I have two pair of track switches one always give me a hard time i clean it the usual. What happens is the train will derail most of the time sometime it works fine. Any idears or is there something too look for. Thanks Al


----------



## mopac (Feb 24, 2011)

Run the engine as slow as possible, get down low and eyeball things, and see where the problem is.


----------



## alaft61ri (Oct 11, 2019)

Ok thanks.


----------



## AmFlyer (Mar 16, 2012)

In my decades of operating experience 95% of all derailment issues at a turnout are trackwork that looks good but is really not good. The 95% assumes it is not the engine. All three connected pieces of track must be straight and level where connected to a turnout. I have a 30" level I use to verify all is perfect. It is amazing how often I find a slight dip or kink in trackwork by sighting under the level when I lay it on the track. The other 5% is the points are loose. The cause is the spring loaded wedge shaped metal piece that holds the points against the rails.

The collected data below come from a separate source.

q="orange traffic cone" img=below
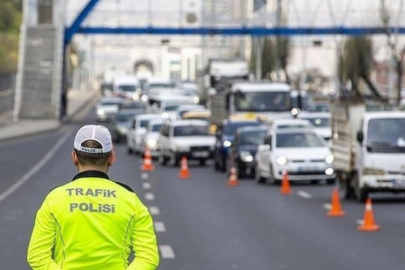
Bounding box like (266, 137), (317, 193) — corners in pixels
(141, 147), (155, 171)
(358, 198), (380, 232)
(179, 156), (190, 179)
(327, 188), (345, 217)
(227, 164), (239, 187)
(280, 170), (292, 195)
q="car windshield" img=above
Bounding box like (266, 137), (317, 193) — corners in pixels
(302, 117), (330, 128)
(164, 105), (180, 111)
(173, 125), (209, 136)
(367, 118), (405, 153)
(150, 124), (162, 132)
(234, 91), (290, 112)
(276, 132), (325, 148)
(313, 104), (330, 112)
(225, 122), (261, 136)
(117, 113), (135, 122)
(240, 130), (267, 145)
(118, 85), (137, 92)
(140, 120), (149, 128)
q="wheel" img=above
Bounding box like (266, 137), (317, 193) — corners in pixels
(159, 153), (168, 166)
(353, 173), (368, 202)
(269, 165), (279, 185)
(220, 158), (227, 173)
(199, 159), (207, 166)
(255, 164), (267, 184)
(127, 147), (133, 155)
(236, 162), (244, 178)
(169, 153), (179, 167)
(213, 155), (220, 171)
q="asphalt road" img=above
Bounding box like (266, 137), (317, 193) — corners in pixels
(1, 108), (405, 269)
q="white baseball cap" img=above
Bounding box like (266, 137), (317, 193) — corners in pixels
(74, 125), (113, 153)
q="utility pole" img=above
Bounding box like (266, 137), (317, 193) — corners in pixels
(275, 0), (282, 80)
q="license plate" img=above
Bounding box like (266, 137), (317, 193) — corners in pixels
(298, 166), (319, 172)
(192, 151), (209, 157)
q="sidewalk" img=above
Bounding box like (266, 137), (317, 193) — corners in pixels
(0, 88), (100, 141)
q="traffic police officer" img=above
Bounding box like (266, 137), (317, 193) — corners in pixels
(27, 125), (159, 269)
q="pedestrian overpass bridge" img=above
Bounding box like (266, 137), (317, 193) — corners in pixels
(14, 0), (405, 120)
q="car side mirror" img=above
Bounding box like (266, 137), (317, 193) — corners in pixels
(357, 131), (364, 144)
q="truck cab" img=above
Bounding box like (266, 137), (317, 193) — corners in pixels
(331, 101), (405, 202)
(211, 81), (293, 128)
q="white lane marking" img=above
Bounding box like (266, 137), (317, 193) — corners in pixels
(159, 245), (175, 259)
(149, 206), (160, 215)
(142, 182), (152, 189)
(145, 193), (155, 201)
(323, 203), (332, 210)
(357, 219), (364, 225)
(154, 221), (166, 232)
(0, 132), (72, 203)
(297, 191), (312, 199)
(141, 173), (149, 180)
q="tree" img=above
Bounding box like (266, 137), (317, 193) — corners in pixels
(339, 36), (385, 101)
(0, 0), (21, 73)
(249, 38), (275, 79)
(276, 36), (291, 84)
(380, 0), (405, 105)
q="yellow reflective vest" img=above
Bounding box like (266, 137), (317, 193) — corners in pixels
(27, 170), (159, 270)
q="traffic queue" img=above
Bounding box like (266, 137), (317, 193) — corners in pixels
(95, 75), (338, 192)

It is misadjusted, not lubricated or the spring is weak. It is theoretically possible for the point mounting screw to come loose but I have never seen that in over 65 years running Gilbert trains.


----------



## mopac (Feb 24, 2011)

Have a flashlight sometimes help. Or a lamp.


----------



## AmFlyer (Mar 16, 2012)

Yes, that will help.
One more thing, never fasten down a turnout and when fastening down adjacent tracks do not use the first tie. Also, make sure the nails or screws do not crush and spread or distort the ties.


----------



## T-Man (May 16, 2008)

In O scale I had a problem with the front truck to a steamer derailing because of a weak spring.


----------



## AmFlyer (Mar 16, 2012)

That happens on some of the Gilbert steam engines as well. Many of them do not have any springs. If the wheel gauge is accurate the die cast front trucks will not derail. Some of the sheet metal trucks will. The fix for that is to add a spring.


----------



## mopac (Feb 24, 2011)

And like Tom said the two tracks on either side of switch could be the problem. I have switched them out if I am having a problem.

Those springs can really help. I had an engine that the front pilot wheels where constantly coming off the rails. I added
a spring and they have not come off since. Not once.


----------



## alaft61ri (Oct 11, 2019)

Ok guys lots of good advice i have extra switches that one sticks on occasion.
Al


----------